É curioso que essa obra hoje passe batida por muitos, já que não apenas foi um sucesso à época do seu lançamento, como se firmou, logo de saída, uma das mais influentes da cultura pop.
Jack e David são dois amigos americanos viajando pela Inglaterra. Após não serem bem recebidos em uma taberna local, acabam sendo atacados por um lobo. Um deles acaba sobrevivendo mas começa a ter visões do amigo morto que o avisa que, em breve, se tornará um monstro e matará mais pessoas.
Este é um filme singular por inúmeros motivos.

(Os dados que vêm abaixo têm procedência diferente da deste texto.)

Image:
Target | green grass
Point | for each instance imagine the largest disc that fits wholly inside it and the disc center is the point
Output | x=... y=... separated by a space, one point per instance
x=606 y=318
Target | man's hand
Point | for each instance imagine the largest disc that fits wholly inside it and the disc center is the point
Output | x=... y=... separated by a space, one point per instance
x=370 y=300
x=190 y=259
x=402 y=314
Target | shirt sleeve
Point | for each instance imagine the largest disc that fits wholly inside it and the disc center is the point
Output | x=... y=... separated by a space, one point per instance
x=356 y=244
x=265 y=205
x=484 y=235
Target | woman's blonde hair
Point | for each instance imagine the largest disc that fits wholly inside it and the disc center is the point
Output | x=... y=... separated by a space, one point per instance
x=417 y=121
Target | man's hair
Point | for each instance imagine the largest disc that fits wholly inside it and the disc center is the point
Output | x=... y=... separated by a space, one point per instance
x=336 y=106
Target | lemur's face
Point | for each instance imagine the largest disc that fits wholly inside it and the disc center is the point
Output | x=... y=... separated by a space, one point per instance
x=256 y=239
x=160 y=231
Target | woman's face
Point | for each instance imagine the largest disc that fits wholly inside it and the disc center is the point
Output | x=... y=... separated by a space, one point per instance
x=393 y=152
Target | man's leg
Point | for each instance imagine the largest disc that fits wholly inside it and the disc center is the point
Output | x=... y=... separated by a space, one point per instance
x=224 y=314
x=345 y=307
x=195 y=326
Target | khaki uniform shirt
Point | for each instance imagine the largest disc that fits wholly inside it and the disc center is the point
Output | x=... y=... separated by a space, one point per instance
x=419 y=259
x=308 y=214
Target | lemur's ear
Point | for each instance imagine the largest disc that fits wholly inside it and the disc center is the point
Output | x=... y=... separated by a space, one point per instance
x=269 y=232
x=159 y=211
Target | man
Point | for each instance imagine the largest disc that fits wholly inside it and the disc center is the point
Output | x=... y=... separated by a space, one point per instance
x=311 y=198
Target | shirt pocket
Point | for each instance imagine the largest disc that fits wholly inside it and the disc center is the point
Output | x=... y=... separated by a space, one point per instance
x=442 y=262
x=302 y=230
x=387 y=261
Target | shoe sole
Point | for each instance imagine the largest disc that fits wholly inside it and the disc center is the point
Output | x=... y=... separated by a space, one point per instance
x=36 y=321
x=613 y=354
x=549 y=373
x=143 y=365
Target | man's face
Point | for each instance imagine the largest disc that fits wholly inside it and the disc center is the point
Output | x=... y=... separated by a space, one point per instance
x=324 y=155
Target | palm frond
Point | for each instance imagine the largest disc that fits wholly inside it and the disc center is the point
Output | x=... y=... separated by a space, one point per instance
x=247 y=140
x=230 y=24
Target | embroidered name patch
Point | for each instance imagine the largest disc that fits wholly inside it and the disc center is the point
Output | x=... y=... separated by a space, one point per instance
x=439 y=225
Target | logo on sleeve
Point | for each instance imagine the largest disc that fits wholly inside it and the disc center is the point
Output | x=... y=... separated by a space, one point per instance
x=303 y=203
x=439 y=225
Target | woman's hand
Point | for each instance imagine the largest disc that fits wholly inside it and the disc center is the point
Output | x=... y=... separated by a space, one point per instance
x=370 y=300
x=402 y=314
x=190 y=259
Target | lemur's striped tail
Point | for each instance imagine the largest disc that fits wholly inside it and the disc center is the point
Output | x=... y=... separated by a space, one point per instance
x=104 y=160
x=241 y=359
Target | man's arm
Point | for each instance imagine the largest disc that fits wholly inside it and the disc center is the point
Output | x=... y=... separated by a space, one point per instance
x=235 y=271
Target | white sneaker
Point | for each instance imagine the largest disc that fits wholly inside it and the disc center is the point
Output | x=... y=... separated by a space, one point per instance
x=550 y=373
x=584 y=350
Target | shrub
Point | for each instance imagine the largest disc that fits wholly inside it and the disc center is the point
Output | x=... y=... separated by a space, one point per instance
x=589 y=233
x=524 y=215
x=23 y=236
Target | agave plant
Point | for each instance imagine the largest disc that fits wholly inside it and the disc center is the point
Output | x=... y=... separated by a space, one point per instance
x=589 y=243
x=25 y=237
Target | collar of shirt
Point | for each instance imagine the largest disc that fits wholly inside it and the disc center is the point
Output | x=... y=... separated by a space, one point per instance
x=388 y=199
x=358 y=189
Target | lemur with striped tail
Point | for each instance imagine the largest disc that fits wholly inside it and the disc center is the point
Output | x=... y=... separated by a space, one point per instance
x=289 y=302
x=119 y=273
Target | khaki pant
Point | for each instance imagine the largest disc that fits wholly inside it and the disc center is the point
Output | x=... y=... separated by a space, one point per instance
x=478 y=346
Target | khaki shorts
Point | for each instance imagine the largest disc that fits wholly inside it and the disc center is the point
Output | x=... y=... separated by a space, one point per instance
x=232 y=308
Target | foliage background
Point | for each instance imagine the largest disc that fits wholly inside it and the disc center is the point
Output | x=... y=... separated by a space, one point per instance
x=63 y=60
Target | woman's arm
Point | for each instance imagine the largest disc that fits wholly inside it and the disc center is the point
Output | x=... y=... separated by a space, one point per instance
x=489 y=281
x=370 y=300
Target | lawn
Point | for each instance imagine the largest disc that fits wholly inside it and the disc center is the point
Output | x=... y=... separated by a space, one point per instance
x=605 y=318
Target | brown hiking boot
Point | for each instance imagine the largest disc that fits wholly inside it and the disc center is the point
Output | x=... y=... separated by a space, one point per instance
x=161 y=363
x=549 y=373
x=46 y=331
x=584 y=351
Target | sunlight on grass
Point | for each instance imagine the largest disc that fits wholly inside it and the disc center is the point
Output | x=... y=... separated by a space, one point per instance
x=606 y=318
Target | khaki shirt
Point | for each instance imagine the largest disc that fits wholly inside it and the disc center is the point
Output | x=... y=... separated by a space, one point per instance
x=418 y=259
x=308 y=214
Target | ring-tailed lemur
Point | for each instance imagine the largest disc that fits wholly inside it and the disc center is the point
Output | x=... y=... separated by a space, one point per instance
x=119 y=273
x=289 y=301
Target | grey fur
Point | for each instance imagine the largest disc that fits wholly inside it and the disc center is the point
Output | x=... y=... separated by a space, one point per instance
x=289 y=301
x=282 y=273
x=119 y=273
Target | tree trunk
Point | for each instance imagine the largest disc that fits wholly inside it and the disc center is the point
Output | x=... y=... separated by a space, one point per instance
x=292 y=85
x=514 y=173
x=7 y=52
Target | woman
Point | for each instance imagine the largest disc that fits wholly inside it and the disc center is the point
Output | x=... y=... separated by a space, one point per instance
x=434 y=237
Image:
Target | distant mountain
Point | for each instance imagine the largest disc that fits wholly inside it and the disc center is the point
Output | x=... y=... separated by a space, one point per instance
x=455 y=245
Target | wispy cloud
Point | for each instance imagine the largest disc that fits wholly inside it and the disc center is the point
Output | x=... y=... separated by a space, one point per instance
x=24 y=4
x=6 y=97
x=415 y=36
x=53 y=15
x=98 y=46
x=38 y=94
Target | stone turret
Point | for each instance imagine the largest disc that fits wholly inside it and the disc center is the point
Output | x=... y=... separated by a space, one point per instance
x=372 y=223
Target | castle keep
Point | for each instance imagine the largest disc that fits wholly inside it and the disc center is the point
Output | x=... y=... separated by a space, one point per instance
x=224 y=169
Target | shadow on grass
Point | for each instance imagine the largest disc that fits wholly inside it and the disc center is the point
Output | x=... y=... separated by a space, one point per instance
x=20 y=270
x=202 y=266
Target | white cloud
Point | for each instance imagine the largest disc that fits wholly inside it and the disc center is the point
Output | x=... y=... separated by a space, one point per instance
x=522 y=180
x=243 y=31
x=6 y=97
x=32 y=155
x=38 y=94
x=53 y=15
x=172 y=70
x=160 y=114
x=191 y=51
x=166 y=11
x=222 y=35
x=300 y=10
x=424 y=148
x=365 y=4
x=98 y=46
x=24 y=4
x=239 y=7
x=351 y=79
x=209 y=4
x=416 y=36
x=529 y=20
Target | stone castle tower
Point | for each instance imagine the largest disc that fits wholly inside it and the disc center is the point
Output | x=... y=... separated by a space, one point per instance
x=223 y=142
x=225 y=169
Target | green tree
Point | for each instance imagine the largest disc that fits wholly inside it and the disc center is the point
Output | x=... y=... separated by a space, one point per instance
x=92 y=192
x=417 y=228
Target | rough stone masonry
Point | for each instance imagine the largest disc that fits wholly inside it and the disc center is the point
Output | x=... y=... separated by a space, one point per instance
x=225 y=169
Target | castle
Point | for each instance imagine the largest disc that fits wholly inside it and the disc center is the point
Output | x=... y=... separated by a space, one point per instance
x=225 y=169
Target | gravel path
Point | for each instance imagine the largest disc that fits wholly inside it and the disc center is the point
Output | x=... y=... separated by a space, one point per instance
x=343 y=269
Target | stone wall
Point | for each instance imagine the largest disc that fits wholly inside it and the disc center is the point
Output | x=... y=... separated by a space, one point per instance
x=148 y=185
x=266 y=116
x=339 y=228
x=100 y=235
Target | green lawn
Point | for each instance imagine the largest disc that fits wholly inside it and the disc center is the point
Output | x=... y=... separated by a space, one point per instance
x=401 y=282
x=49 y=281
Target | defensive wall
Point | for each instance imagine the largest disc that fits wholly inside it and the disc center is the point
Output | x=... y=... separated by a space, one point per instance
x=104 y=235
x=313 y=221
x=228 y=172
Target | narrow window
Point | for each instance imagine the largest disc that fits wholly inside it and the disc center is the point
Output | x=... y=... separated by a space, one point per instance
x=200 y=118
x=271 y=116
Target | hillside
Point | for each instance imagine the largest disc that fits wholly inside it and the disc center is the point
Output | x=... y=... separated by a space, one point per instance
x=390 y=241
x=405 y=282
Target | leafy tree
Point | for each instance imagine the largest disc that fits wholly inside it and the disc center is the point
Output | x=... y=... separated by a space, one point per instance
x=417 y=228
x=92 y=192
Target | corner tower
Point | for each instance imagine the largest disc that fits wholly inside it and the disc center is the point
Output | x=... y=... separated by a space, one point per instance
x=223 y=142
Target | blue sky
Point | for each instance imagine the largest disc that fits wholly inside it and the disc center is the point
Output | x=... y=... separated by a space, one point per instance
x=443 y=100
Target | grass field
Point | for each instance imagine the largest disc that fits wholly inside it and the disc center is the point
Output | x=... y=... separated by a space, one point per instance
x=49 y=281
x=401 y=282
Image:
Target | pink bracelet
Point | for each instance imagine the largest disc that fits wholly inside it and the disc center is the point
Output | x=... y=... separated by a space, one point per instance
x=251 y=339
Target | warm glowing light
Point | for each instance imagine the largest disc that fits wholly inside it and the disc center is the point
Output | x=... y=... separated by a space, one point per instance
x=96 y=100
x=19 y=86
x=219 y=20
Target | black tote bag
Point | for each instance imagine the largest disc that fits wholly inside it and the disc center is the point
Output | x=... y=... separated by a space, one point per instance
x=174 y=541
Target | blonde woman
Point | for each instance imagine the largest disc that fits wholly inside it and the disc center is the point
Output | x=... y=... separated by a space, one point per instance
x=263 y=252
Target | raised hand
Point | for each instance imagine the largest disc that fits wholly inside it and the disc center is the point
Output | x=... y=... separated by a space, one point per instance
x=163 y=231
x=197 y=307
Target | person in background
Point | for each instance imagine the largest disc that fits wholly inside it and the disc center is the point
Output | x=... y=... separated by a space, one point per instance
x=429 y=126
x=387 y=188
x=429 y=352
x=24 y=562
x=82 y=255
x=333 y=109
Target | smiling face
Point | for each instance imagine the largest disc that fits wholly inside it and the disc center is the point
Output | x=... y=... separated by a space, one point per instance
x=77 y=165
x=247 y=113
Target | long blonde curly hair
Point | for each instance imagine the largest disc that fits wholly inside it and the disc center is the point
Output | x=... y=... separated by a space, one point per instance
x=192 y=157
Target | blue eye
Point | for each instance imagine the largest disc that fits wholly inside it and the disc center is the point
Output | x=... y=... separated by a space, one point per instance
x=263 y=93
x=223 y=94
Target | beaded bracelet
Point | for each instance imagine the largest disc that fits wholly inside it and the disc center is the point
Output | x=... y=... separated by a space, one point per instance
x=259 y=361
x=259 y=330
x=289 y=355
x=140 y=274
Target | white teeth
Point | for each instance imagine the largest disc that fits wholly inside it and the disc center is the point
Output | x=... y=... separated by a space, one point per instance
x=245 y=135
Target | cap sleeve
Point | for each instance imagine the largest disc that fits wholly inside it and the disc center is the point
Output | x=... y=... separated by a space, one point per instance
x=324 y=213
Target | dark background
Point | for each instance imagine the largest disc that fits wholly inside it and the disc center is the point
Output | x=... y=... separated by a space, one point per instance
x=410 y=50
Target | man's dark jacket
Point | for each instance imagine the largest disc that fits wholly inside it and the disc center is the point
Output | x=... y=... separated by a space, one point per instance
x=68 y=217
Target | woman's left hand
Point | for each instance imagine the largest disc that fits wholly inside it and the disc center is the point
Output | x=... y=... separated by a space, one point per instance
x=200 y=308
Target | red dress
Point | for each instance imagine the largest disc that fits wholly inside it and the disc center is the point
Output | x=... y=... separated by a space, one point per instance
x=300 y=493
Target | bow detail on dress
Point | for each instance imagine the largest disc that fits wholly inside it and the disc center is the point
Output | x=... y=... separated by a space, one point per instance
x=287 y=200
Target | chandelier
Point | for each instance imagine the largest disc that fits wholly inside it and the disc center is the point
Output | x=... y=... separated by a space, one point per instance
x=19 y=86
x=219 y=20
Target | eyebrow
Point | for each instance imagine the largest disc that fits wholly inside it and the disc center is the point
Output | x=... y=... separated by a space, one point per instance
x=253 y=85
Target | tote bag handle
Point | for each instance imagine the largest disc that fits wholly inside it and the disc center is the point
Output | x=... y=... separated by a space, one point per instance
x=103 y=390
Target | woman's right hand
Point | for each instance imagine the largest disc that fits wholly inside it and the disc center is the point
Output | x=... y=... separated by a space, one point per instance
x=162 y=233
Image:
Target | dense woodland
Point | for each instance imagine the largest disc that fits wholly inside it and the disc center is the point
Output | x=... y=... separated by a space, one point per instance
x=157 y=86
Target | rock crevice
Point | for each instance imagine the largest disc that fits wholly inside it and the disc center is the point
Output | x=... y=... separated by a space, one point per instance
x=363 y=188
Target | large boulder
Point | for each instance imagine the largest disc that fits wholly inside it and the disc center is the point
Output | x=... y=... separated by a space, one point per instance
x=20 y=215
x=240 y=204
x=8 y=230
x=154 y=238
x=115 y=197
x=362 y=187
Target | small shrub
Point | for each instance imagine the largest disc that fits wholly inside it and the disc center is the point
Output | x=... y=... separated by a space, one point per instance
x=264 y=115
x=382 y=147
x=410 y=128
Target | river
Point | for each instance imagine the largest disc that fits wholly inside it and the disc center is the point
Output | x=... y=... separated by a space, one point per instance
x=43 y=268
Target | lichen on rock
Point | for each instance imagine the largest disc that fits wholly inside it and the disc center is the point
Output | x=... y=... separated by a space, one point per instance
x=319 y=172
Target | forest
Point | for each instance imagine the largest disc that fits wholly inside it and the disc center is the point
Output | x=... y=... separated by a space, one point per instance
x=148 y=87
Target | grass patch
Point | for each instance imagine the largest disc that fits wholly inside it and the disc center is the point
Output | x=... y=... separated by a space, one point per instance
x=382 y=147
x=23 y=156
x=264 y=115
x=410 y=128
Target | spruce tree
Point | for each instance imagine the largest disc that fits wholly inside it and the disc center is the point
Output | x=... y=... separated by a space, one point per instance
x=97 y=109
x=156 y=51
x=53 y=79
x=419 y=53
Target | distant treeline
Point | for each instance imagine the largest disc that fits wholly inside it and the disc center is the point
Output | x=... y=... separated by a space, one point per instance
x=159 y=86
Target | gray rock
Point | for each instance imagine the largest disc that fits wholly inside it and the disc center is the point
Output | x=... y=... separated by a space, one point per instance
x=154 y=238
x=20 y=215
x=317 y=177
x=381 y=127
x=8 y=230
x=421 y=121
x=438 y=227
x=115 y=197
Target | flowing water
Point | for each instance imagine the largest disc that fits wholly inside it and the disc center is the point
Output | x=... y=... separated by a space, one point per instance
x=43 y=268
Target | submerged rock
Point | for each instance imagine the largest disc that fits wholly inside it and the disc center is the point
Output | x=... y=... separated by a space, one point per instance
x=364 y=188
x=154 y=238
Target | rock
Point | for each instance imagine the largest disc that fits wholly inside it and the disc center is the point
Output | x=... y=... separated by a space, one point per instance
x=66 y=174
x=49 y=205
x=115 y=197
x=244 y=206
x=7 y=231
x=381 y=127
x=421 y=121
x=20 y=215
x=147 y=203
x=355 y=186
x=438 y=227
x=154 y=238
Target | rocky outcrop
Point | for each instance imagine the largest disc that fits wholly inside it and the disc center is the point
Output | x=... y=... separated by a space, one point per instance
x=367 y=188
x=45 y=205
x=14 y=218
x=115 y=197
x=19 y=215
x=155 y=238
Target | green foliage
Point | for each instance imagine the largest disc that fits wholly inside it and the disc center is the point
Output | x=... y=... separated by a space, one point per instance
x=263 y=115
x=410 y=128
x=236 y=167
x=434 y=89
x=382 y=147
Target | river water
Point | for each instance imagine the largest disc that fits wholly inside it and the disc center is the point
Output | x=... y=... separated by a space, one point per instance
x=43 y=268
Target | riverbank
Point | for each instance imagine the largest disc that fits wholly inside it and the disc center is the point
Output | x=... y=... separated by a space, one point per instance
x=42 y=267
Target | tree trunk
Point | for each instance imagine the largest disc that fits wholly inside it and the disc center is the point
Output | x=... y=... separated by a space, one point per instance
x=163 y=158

Um deles é a junção de comédia com terror, que abriria caminho, por exemplo, para Sam Raimi e seu Evil Dead. O próprio diretor, John Landis, comenta que as pessoas implicavam tentando ora entendê-lo como assustador demais para uma comédia, ora engraçado demais para um terror, sem conceber como um filme poderia ser tanto das duas coisas. Terror e comédia compartilham uma proximidade por certas mecânicas como quebra de expectativa, exagero e associação que podem gerar riso ou susto a depender de tom e timing. Explorando as situações do ponto de vista do próprio personagem que se transforma em lobisomem, o título do filme entra em cena, já que tudo passa pelo estranhamento da sua condição de estrangeiro. Ao entrarem na taberna ou na cena do zoológico, temos a impressão de ver um norte-americano jogado em um esquete do Monthy Pyton.
As piadas surgem com naturalidade do choque da visão dos garotos com os tipos propriamente britânicos e do absurdo que invade o dia a dia da viagem. Em nenhum momento, porém, o filme se torna uma sátira ou paródia. Não há nada de cínico ou irônico neste lobisomem. Ao contrário, há profunda honestidade e muito coração, de modo que caímos na gargalhada e, logo depois, estamos assustados ou, até mesmo, tristes e apreensivos por estes personagens.
A abordagem original da mitologia deste monstro passa pela chave central do filme: a culpa. Não há balas de prata, tudo é muito mais mundano. Inclusive, os personagens tentam antecipar o que vai acontecer relembrando o clássico protagonizado por Bela Lugosi, mostrando a assimilação e superação conscientes do gênero.
Voltando ao elemento da culpa, ele é dado no diálogo nos primeiros minutos da obra e retomado ao longo da narrativa. David não foi capaz de proteger Jack e tomou decisões que contribuíram para a morte do melhor amigo. Jack aparece cada vez mais decomposto e degradado avisando seu amigo que ele precisa tirar a própria vida para interromper a maldição e, enfim, libertar a sua alma.
Ocorre a cisão que faz com que David busque contato com a sua família, tenha pesadelos, tente ser preso e entre num relacionamento com a enfermeira em que ela se atrai por sua fragilidade e, ele, por seu cuidado. David busca se agarrar nas formas seguras e estáveis que escapam irreversivelmente por suas mãos e, assim, o estranhamento/estrangeirismo é a raiz da bestialidade desde rapaz que já não suporta o fardo de ser um homem.
Mais do que os méritos de um filme de monstro engraçado ou de um filme de comédia aterrorizante, Um Lobisomem Americano em Londres logra alcançar maior profundidade psicológica, emocional e existencial do que os filmes de terror e comédia haviam conseguido até então, abrindo novas possibilidades para tudo o que seria feito depois.